Bojian Zheng, Ziheng Jiang, Cody Hao Yu, Haichen Shen, Joshua Fromm, Yizhi Liu, Yida Wang, Luis Ceze, Tianqi Chen, Gennady Pekhimenko

Abstract

Achieving high performance for compute-intensive operators in machine learning (ML) workloads is a crucial but challenging task. Many ML and system practitioners rely on vendor libraries or auto-schedulers to do the job. While the former requires large engineering efforts, the latter only supports static-shape workloads in existing works. It is difficult, if not impractical, to apply existing auto-schedulers directly to dynamic-shape workloads, as this leads to extremely long auto-scheduling time.We observe that the key challenge faced by existing auto-schedulers when handling a dynamic-shape workload is that they cannot construct a unified search space for all the possible shapes of the workload, because their search space is shape-dependent. To address this, we propose DietCode, a new auto-scheduler framework that efficiently supports dynamic-shape workloads by constructing a shape-generic search space and cost model.
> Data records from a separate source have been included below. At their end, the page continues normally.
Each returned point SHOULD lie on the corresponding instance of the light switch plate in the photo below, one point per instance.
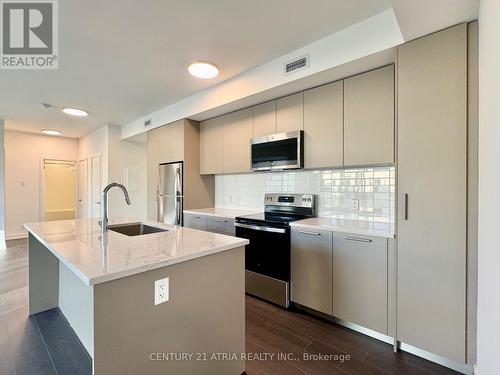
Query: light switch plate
(161, 291)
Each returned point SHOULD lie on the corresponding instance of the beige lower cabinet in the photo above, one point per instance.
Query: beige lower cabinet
(324, 126)
(238, 130)
(195, 221)
(311, 272)
(360, 280)
(369, 118)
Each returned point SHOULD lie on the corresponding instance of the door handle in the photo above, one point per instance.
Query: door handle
(309, 233)
(406, 206)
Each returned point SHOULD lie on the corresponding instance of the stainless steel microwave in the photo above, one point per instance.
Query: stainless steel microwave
(278, 151)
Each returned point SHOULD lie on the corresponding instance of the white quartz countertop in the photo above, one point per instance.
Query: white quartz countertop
(229, 213)
(97, 258)
(347, 226)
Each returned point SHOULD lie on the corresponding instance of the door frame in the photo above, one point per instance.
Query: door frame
(41, 198)
(78, 185)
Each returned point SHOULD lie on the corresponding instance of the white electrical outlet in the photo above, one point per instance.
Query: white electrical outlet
(355, 204)
(161, 291)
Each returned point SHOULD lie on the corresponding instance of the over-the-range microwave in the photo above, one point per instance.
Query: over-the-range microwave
(278, 151)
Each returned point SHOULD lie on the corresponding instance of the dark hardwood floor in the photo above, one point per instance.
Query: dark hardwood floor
(44, 344)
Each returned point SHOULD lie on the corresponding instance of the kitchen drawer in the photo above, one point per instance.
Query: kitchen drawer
(195, 221)
(221, 225)
(360, 280)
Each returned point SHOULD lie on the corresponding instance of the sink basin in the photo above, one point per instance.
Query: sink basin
(136, 229)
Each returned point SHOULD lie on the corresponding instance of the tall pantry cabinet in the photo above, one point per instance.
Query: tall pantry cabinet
(432, 193)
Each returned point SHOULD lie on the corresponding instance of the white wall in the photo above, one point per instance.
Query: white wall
(488, 329)
(23, 155)
(122, 155)
(266, 81)
(93, 144)
(2, 185)
(117, 155)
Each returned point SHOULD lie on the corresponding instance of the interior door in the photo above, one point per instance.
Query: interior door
(95, 189)
(82, 189)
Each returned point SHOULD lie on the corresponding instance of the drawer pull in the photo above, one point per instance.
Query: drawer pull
(406, 206)
(309, 233)
(358, 239)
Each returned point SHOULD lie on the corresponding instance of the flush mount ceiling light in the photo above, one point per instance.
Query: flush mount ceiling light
(203, 70)
(51, 132)
(75, 112)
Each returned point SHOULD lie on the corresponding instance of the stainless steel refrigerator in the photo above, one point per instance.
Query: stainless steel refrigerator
(170, 193)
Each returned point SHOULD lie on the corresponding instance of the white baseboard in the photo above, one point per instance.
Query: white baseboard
(16, 236)
(463, 368)
(467, 369)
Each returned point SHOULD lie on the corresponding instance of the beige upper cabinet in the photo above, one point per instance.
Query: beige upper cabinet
(432, 177)
(369, 118)
(264, 119)
(153, 161)
(290, 113)
(324, 126)
(238, 130)
(211, 146)
(176, 141)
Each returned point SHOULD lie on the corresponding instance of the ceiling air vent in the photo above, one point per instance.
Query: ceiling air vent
(296, 65)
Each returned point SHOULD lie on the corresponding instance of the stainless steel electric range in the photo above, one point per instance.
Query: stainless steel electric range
(267, 256)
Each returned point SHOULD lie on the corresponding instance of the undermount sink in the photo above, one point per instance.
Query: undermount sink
(136, 229)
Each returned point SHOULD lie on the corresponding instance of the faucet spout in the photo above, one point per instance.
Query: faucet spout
(104, 222)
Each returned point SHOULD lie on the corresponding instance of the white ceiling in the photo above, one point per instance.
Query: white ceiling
(123, 60)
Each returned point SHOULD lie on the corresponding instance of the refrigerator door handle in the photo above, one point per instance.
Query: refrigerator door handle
(178, 200)
(178, 208)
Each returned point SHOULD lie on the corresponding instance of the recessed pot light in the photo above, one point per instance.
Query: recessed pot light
(51, 132)
(203, 70)
(75, 112)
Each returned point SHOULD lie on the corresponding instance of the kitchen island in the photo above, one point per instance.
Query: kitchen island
(104, 284)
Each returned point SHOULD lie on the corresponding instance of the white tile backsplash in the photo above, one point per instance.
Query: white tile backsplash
(335, 189)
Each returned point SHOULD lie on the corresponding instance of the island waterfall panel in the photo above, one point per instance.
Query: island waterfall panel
(205, 315)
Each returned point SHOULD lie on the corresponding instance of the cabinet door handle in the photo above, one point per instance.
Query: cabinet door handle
(358, 239)
(309, 233)
(406, 206)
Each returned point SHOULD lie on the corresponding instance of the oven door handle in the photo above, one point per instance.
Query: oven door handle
(263, 229)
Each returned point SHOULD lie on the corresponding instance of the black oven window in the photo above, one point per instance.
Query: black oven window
(276, 152)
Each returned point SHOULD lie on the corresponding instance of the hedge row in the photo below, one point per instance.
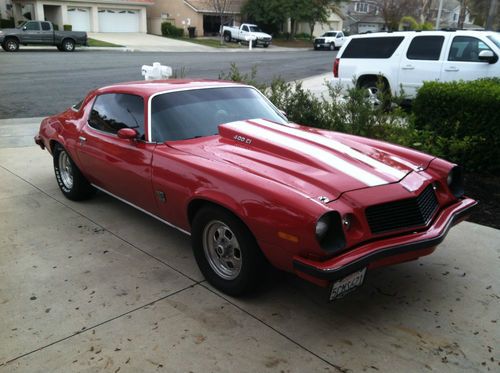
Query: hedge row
(464, 118)
(167, 29)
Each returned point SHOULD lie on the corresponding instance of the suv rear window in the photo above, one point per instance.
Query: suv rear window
(425, 48)
(372, 47)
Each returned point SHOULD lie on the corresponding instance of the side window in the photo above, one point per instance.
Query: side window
(425, 48)
(466, 49)
(32, 26)
(112, 112)
(373, 47)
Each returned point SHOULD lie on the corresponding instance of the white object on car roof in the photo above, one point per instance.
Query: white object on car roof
(156, 72)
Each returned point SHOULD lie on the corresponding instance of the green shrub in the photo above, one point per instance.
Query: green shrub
(464, 118)
(167, 29)
(7, 23)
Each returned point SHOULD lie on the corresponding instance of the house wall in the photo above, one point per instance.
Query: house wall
(175, 12)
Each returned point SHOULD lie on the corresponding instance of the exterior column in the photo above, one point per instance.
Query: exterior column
(94, 19)
(39, 12)
(143, 21)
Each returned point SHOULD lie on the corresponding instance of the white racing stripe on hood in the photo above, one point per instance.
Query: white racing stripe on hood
(318, 154)
(335, 145)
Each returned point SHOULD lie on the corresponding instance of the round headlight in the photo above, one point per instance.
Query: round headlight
(322, 227)
(455, 181)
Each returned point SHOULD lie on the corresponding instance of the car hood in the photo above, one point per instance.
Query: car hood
(313, 162)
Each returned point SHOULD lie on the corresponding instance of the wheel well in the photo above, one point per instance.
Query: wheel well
(371, 78)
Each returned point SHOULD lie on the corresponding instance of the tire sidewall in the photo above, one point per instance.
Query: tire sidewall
(250, 253)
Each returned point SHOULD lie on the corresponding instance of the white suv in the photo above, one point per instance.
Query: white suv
(406, 59)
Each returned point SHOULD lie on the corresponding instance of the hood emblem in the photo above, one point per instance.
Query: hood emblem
(323, 199)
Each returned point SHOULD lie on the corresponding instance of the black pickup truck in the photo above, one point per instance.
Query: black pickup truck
(40, 33)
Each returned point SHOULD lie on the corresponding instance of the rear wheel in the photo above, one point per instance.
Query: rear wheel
(68, 45)
(226, 251)
(71, 181)
(10, 45)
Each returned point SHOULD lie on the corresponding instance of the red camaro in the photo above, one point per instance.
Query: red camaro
(218, 161)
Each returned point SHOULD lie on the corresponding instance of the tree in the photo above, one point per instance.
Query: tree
(221, 7)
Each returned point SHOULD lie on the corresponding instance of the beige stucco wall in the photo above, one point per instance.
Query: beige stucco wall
(175, 12)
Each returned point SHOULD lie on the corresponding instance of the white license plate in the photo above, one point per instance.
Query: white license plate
(347, 284)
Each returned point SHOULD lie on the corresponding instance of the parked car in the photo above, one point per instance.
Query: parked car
(330, 40)
(219, 162)
(404, 60)
(245, 31)
(40, 33)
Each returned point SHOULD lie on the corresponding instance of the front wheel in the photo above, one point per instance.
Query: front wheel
(70, 180)
(10, 45)
(68, 45)
(226, 251)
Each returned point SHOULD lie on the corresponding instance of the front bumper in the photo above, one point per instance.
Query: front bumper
(388, 251)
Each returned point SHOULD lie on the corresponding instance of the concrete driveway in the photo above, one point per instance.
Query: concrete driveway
(148, 43)
(97, 286)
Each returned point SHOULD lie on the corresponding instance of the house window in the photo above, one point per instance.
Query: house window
(361, 7)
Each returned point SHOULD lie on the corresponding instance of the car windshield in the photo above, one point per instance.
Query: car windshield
(197, 113)
(495, 38)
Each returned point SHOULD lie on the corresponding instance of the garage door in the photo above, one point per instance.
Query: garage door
(79, 18)
(118, 20)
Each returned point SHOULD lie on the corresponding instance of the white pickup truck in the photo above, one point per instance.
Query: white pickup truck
(246, 32)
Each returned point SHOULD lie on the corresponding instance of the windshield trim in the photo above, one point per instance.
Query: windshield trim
(150, 100)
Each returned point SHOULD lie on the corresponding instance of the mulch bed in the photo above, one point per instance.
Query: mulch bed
(486, 190)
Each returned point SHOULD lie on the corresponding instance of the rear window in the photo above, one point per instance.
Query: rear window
(372, 47)
(425, 48)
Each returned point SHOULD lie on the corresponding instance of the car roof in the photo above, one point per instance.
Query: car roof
(147, 88)
(430, 32)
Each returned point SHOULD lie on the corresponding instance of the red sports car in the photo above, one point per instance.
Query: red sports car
(218, 161)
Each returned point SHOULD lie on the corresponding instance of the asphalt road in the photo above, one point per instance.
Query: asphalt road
(36, 83)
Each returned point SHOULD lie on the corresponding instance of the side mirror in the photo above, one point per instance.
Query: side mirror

Under this construction, all shapes jointly search within the same space and update the same cost model when auto-scheduling, which is therefore more efficient compared with existing auto-schedulers.We evaluate DietCode using state-of-the-art machine learning workloads on a modern GPU. Our evaluation shows that DietCode has the following key strengths when auto-scheduling an entire model end-to-end: (1) reduces the auto-scheduling time by up to 5.88x less than the state-of-the-art auto-scheduler on the uniformly sampled dynamic shapes (94.1x estimated if all possible shapes are included), (2) improves performance by up to 69.5% better than the auto-scheduler and 18.6% better than the vendor library. All these advantages make DietCode an efficient and practical solution for dynamic-shape workloads.